Seiring berjalannya waktu, Afif juga turut membantu ibu dan kakeknya menjahit. Pada beberapa kesempatan, pelanggan ibunya bahkan kerap membanding-bandingkan pola yang dibuat Afif ketimbang milik ibunya.

“Itu kita bercanda-bercanda saja. Kadang dilulu, wah gambar Afif bagus ya. Lebih bagus dari milik ibu,” kenang Afif sembari terkekeh lagi.

Menekuni Pendidikan Busana

Bakat Afif terus diasah seiring berjalannya waktu. Hingga suatu saat selepas Afif menuntakan studinya di SMAN 3 Ngawi, ia ingin melanjutkan kuliah di jurusan Seni Rupa UNY. Walaupun seisi keluarganya memiliki darah dan kemahiran seni, tapi toh nyatanya keputusan tersebut mendapatkan pertentangan dari keluarganya.

Ayah Afif menganggap seniman akan relatif sulit untuk mendapatkan hidup layak dan berkecukupan nantinya. Kendati demikian, Afif justru menganggap bahwa hal tersebut adalah tantangan. Sekali lagi, ia ingin mengalirkan darah seninya untuk membuktikan. Bahwa seniman juga mampu hidup berkecukupan.

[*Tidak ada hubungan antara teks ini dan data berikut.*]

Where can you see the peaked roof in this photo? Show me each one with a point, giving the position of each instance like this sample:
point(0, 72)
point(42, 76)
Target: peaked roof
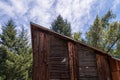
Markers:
point(36, 26)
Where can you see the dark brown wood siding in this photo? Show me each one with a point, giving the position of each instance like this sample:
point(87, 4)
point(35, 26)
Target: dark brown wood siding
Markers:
point(87, 64)
point(56, 57)
point(59, 65)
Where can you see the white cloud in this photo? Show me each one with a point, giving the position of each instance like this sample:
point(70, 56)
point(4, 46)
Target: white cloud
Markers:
point(0, 28)
point(78, 12)
point(115, 4)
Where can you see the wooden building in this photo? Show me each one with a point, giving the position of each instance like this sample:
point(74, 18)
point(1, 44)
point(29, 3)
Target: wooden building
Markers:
point(57, 57)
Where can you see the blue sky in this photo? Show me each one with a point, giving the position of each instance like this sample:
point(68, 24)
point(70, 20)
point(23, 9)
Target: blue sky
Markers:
point(80, 13)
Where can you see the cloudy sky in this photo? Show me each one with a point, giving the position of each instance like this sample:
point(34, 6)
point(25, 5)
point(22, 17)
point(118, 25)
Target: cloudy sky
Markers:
point(80, 13)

Akhirnya, diterimalah ia pada Prodi Pendidikan Seni Rupa IKIP Yogyakarta pada tahun 1989. Serta tak lama kemudian, menempuh studinya hingga akhirnya tuntas di tahun 1996. Disinilah Afif menempa diri sekaligus menyelesaikan Tugas Akhir Skripsi. Dalam penulisan tugas akhir tersebut, sebuah tantangan lagi-lagi dicobanya untuk membuktikan sekaligus mengembangkan diri.

Saat itu, ia memilih tema gambar busana untuk skripsinya. Sebuah pilihan yang dianggap tidak wajar, karena pada umumnya tugas akhir milik sang kawan hanya berisi aplikasi pembelajaran di suatu sekolah. Ataupun paling banter, berkaitan dengan seni rupa murni.

“Jadi, belum banyak yang ambil seni rupa terapan. Padahal dunia pendidikan, ini keyakinan saya, harus dekat dengan masyarakat. Cara mendekatkannya, ya salah satunya dengan terapan,” ungkap Afif.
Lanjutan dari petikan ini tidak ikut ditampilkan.